Plant-killing proteins could hold secret to cancer therapy, say scientists
Research into a plant-killing effector protein could lead to the development of new cancer therapies, say scientists.
By studying an ‘attacker protein’ known as HopBFI, scientists found that it masquerades as a friendly protein called HSP90.
When HopBF1 protein is released into the cell of the host body (plant) it ‘chaperones’ the HSP90, pretending to be its protein, thus reducing the plants' immune systems and spreading diseases.
Marcin Gradowski from the Warsaw University of Life Sciences said: "HSP90 is an essential component of plant and animal resistance. The HopBF1 protein treacherously phosphorylates (attaches a phosphate) HSP90 to completely inhibit its activity.”
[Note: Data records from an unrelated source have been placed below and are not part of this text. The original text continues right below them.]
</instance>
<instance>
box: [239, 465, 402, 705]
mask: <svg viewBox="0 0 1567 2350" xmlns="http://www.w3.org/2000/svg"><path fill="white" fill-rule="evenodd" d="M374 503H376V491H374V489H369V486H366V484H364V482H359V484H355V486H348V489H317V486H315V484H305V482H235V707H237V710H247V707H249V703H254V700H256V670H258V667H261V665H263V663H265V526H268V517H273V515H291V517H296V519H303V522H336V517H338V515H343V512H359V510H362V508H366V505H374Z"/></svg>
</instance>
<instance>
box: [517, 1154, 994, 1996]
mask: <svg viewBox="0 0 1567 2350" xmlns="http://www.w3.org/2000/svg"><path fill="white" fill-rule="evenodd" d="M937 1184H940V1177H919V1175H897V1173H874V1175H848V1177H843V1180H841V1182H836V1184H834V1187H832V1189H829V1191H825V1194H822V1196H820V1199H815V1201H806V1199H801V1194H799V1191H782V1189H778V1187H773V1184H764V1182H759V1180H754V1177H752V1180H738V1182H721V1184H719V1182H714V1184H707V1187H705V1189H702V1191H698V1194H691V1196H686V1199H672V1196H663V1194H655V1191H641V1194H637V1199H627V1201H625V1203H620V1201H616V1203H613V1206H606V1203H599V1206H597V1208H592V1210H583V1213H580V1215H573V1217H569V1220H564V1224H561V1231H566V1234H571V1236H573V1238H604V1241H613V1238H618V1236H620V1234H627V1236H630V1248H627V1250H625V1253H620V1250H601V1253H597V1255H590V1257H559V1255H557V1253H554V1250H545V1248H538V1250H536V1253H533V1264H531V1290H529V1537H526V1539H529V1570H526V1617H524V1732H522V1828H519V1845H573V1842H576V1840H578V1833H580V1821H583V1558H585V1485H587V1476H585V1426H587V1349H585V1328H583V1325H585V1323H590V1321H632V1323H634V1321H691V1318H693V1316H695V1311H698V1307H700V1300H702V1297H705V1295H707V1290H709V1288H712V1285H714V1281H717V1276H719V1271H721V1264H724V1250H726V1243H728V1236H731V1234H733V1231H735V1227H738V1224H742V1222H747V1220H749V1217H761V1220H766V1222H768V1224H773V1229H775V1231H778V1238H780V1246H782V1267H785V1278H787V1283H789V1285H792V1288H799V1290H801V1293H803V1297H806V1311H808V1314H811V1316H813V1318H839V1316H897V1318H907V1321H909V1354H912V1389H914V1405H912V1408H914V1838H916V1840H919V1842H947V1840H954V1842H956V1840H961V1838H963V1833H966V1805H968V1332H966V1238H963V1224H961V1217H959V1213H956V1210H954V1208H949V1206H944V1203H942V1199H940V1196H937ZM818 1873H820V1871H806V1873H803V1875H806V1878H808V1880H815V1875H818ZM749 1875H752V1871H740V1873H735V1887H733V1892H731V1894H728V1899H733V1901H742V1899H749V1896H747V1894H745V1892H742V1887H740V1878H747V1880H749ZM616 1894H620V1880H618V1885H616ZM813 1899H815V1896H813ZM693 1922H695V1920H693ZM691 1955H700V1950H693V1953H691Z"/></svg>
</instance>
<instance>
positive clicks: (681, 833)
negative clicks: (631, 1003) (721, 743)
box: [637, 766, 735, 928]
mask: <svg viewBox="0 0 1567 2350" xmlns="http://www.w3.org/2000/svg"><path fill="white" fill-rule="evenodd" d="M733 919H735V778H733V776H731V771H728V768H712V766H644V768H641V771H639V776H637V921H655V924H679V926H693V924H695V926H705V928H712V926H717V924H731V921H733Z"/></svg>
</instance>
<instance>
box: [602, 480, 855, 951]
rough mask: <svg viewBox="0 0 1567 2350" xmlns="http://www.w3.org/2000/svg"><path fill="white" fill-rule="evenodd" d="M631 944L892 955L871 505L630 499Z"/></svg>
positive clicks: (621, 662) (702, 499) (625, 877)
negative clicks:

In other words, HopBF1 prevents plants activating immune receptors which Gradowski says “is a mechanism used by plants to avoid the spread of infection. It involves the rapid death of infected and adjacent cells, which results in halting the pathogen`s spread. HopBF1-dependent HSP90 phosphorylation is sufficient to induce severe disease symptoms (including leaf tissue dying) in plants infected with this pathogen.”
Now the researchers have come up with HopBFI blockers to protect the plants, which they say can also be used to help with cancer and other human diseases, including Alzheimers.
Gradowski said: ”When it comes to plants, we can create inhibitors, or HopBF1 kinase blockers, because it is an important factor in bacterial virulence.
“Its action is sufficient to cause disease in living organisms, including leaf dying. To stop this process, we need to design kinase-specific inhibitors."
The discovery was made by researchers from the Warsaw University of Life Sciences in cooperation with scientists from the University of Texas Southwestern Medical Center in Dallas, USA and the Institute of Biochemistry and Biophysics of the Polish Academy of Sciences.